What segregation had brought into being, --camaraderie-- integration destroyed d to a large degree.
This schism was not immediately apparent to me. Our Howard University Alumni Association met at members’ homes in Missouri and Kansas, as did our Barristers’ Wives organization. Missouri had Lincoln High School (where I happily volunteer-taught in 1978). Kansas had Sumner High School. Both schools have glorious histories, and to this day, maintain very high academic standards, as before integration.
But as time went on, and the old heads died off, I began to notice fissures and social discriminations based on whether one was from Kansas or Missouri. Certain lesser-educated Missouri folks actually referred to their Kansas cousins as “country!” Galled by this epithet, I asked them why? What made Kansans “country” when compared to themselves? Nothing definite was said, just vague impressions.

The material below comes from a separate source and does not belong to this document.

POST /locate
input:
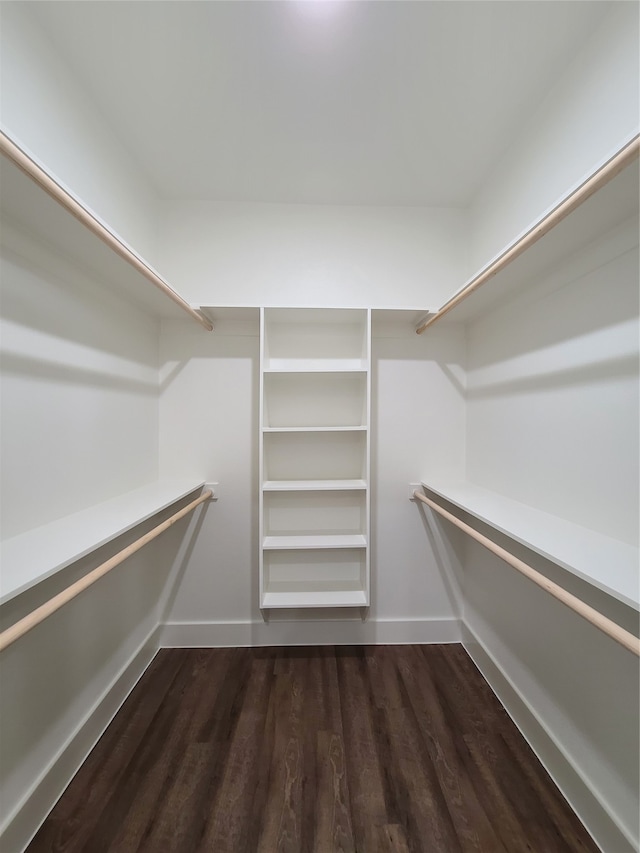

In truth, nothing separates Kansas from Missouri but history—Missouri is a slave state. Kansas became a free state after a “Border War” morphed into “Freedom War” a.k.a. “Civil War,” 1861-1865. Years later state line, rivers, and street signs divided Missouri and Kansas. Both states voted for Donald J. Trump overwhelmingly in 2016, and both voted against Barack H. Obama in 2012. Having friends in both states, having practiced law in courts in both states, they still seem to be substantially similar to me.
Thus, my hypothesis about the two states’ nebulous enmity is derived from differences in business and in politics. Black Kansans are traditionally Republicans. Black Missourians began to become Democrats, rather than Republicans, under Harry S. Truman, and conclusively Democrats under John F. Kennedy.
In business, segregation gave rise to “12th Street and Vine;” “18th and Vine” and “Kansas City Jazz” as a global phenomenon. These were greatly enriched by Charley ”Bird” Parker, virtuoso saxophonist, who was from Kansas City, Kansas; who found an outlet in wide-open KCMO in the 1930’s during Prohibition, thanks to Mayor Tom Pendergast, a mover, shaker, and thorn-in-the-side of competing white interests.
Black businesses boomed in both Kansas Cities in the ‘30s-‘50’s say old, black businessmen from both states. Then came integration, alienation, discrimination, thus, nebulous twin-cities’ enmity of today.